Benchmark                                                 Mode  Cnt       Score       Error  Units
concatenationUsingGuavaJoiner                             avgt   20      70.193 ±     2.456  ns/op
concatenationUsingPlus                                    avgt   20  231599.954 ± 20386.920  ns/op
concatenationUsingStringBuffer                            avgt   20      58.894 ±     3.943  ns/op
concatenationUsingStringBuilder                           avgt   20      52.580 ±     1.514  ns/op
concatenationUsingStringJoin                              avgt   20      69.401 ±     5.827  ns/op
concatenationUsingStringJoinerInStreamWithForEachOrdered  avgt   20      64.491 ±     3.789  ns/op
concatenationUsingStringJoinerOnForLoop                   avgt   20      69.301 ±     6.815  ns/op

Briefly, this shows that concatenation using ‘+’ is truly awful (more than 4300 times slower than the StringBuilder approach!).

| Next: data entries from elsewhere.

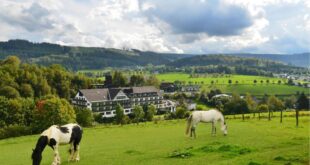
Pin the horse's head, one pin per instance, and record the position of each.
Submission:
(36, 157)
(37, 152)
(224, 129)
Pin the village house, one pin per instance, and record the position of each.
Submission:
(104, 100)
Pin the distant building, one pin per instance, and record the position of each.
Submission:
(104, 100)
(108, 81)
(189, 88)
(169, 87)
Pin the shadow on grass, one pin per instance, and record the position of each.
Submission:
(225, 150)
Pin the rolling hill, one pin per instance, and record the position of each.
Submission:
(77, 58)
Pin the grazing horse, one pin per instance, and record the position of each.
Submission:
(55, 135)
(211, 116)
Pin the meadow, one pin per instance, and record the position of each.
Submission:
(251, 141)
(245, 84)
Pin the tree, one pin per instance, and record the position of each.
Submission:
(136, 80)
(290, 82)
(274, 104)
(119, 114)
(9, 92)
(152, 80)
(151, 111)
(119, 80)
(52, 110)
(138, 113)
(4, 108)
(302, 103)
(84, 116)
(236, 105)
(251, 103)
(26, 90)
(290, 102)
(262, 108)
(180, 112)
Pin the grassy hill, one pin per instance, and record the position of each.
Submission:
(77, 58)
(251, 141)
(241, 84)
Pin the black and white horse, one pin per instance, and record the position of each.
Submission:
(55, 135)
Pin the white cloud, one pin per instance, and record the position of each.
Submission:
(273, 26)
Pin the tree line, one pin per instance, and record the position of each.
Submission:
(33, 97)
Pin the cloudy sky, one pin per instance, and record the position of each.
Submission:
(182, 26)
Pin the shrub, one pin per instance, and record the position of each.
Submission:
(14, 131)
(84, 116)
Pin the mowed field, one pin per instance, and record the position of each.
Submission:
(251, 141)
(245, 84)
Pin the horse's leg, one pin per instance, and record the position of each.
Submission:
(71, 150)
(77, 157)
(76, 147)
(193, 131)
(56, 156)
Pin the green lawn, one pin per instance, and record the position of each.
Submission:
(242, 79)
(245, 84)
(248, 142)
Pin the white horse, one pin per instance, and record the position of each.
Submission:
(211, 116)
(55, 135)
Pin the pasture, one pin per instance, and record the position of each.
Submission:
(251, 141)
(245, 84)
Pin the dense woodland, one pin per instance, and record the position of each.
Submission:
(78, 58)
(234, 65)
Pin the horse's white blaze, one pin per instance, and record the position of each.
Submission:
(55, 133)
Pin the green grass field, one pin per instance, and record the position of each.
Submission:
(245, 84)
(251, 141)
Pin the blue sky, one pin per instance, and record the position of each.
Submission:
(181, 26)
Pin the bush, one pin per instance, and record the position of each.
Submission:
(14, 131)
(180, 112)
(84, 116)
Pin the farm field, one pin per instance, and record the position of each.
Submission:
(245, 84)
(251, 141)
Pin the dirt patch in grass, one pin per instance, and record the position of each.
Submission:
(181, 154)
(289, 159)
(253, 163)
(133, 152)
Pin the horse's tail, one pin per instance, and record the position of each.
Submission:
(189, 123)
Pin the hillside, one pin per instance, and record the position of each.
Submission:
(302, 59)
(236, 63)
(77, 58)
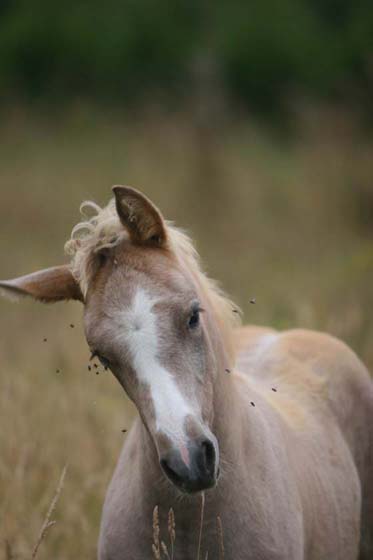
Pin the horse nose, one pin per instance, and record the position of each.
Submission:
(198, 472)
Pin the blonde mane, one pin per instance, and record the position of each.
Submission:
(101, 228)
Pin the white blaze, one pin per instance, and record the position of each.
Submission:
(141, 338)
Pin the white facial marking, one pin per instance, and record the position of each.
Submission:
(141, 338)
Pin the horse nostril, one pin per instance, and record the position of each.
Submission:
(208, 455)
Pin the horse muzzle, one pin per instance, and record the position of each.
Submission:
(194, 467)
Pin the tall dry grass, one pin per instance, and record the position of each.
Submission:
(286, 220)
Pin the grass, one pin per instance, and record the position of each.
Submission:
(284, 220)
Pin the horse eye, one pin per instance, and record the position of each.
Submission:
(194, 319)
(104, 362)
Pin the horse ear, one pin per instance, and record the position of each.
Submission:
(138, 214)
(49, 285)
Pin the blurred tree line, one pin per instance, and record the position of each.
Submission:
(257, 52)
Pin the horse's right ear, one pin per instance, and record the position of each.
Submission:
(48, 285)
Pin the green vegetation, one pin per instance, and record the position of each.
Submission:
(286, 222)
(256, 52)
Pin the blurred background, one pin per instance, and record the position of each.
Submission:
(248, 123)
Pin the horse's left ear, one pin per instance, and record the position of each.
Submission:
(49, 285)
(140, 217)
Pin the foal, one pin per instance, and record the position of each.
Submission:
(275, 427)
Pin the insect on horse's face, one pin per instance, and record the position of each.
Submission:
(145, 322)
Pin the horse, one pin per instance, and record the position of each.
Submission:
(250, 443)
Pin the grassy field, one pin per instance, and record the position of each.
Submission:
(284, 218)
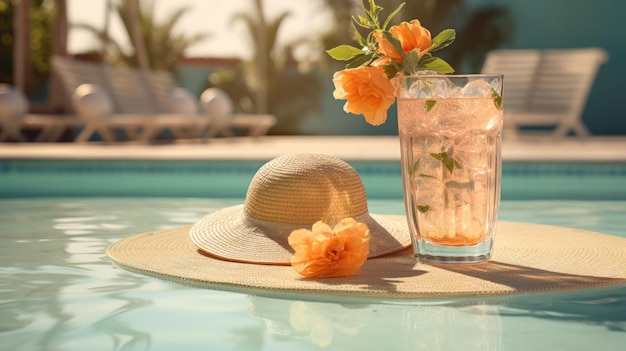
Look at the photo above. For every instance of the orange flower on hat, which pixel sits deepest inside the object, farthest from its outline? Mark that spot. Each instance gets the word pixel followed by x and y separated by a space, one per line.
pixel 411 36
pixel 367 90
pixel 324 252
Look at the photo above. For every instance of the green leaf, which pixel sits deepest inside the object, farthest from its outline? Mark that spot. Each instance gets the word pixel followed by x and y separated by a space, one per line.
pixel 438 156
pixel 395 42
pixel 411 61
pixel 344 52
pixel 391 70
pixel 447 161
pixel 443 39
pixel 497 99
pixel 429 104
pixel 436 64
pixel 395 12
pixel 359 61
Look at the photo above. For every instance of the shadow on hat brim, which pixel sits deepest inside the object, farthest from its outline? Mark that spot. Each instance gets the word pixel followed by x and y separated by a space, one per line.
pixel 231 235
pixel 528 259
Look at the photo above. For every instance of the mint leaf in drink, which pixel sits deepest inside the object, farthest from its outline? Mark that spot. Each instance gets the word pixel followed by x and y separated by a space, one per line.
pixel 447 161
pixel 497 99
pixel 414 168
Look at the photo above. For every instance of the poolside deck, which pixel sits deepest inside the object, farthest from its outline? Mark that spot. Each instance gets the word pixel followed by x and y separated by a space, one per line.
pixel 605 149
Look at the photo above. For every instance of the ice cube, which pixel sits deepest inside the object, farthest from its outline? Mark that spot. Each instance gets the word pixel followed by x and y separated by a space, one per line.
pixel 475 89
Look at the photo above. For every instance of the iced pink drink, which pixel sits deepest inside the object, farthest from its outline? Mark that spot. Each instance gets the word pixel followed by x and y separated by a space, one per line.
pixel 450 149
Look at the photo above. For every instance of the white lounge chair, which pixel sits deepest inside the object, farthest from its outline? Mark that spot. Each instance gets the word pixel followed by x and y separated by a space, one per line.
pixel 219 109
pixel 139 103
pixel 545 87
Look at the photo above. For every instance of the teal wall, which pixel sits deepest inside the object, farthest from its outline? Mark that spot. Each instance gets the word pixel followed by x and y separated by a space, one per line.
pixel 540 24
pixel 554 24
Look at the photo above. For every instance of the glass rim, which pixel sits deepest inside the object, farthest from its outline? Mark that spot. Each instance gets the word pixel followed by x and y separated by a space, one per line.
pixel 468 75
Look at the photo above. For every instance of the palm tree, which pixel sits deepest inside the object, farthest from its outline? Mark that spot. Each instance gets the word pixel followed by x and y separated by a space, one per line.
pixel 268 83
pixel 163 47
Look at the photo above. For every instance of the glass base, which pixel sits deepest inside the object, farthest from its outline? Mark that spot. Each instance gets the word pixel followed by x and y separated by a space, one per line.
pixel 445 254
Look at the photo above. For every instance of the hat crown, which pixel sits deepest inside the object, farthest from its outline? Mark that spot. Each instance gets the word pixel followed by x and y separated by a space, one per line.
pixel 305 188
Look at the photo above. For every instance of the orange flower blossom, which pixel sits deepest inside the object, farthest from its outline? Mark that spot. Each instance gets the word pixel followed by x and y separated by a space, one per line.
pixel 411 36
pixel 326 252
pixel 367 91
pixel 405 48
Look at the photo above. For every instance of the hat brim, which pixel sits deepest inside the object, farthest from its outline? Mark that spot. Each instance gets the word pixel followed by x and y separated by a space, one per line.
pixel 231 235
pixel 528 258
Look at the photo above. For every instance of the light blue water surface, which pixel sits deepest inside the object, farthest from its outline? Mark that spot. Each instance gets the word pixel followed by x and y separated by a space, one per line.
pixel 59 291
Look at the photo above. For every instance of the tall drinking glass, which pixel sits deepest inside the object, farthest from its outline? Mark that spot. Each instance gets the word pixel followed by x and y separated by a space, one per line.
pixel 450 130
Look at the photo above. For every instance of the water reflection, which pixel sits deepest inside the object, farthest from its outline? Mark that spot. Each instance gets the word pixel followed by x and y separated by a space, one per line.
pixel 321 325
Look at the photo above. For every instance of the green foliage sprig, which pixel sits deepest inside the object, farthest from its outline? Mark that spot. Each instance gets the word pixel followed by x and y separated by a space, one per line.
pixel 369 50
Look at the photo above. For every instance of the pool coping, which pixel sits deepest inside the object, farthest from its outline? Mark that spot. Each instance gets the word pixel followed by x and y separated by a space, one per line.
pixel 379 148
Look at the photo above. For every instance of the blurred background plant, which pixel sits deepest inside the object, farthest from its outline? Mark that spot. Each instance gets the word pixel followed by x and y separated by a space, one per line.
pixel 163 46
pixel 270 80
pixel 41 17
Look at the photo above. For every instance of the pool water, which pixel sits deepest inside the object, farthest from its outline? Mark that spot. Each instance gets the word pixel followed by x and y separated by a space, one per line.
pixel 59 291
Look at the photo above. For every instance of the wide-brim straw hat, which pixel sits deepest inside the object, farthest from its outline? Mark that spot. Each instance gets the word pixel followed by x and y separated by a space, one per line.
pixel 527 259
pixel 293 192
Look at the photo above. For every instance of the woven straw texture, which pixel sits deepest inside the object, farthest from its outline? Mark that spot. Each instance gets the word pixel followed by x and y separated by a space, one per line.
pixel 293 192
pixel 528 258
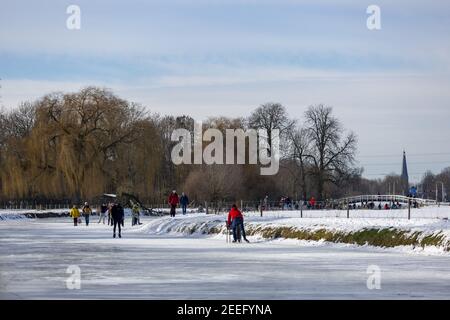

All other approaches are roughly equivalent in performance, though StringBuilder runs about 30% faster than the syntactically superior approaches. The biggest surprise for me was how little difference there is between StringBuffer and StringBuilder (StringBuilder is about 12% faster). I was also a bit surprised that the compiler/JVM doesn’t do a better job of optimizing the ‘+’-based concatenation, given that this is a known issue since the 1990’s (it turns out the received wisdom of old still applies).

So, if you must have speed at all costs, the winner is:

	@Benchmark
	public String concatenationUsingStringBuilder() {
		// The approved pre-Java-8 approach
		StringBuilder result = new StringBuilder();
		for (String s : sourceList) {
			if (result.length() > 0) {
				result.append(SEPARATOR);
			}
			result.append(s);
		}
		return result.toString();
	}

Otherwise (if having readable, maintainable code is worth more in the long run than a minor performance gain in a few parts of the code), here’s the real winner going forward:

	@Benchmark
	public String concatenationUsingStringJoin() {
		// The simplest, most concise Java-8 approach
		return String.join("" + SEPARATOR, sourceList);
	}

Addendum: Before someone adds a comment about it, let me say that for readability with String join, the code would be prettier if SEPARATOR were a String constant instead of a char constant.  Then you’d just have:

return String.join(SEPARATOR, sourceList);

I didn’t fix it in my benchmark because it’s a reminder that String.join() does not accept a character constant. Fixing it would have no effect on performance, which I can prove with  the output from javap -c on my benchmark class. It shows that the compiler has converted “” + SEPARATOR to the String constant “_”, which is loaded with the ldc bytecode).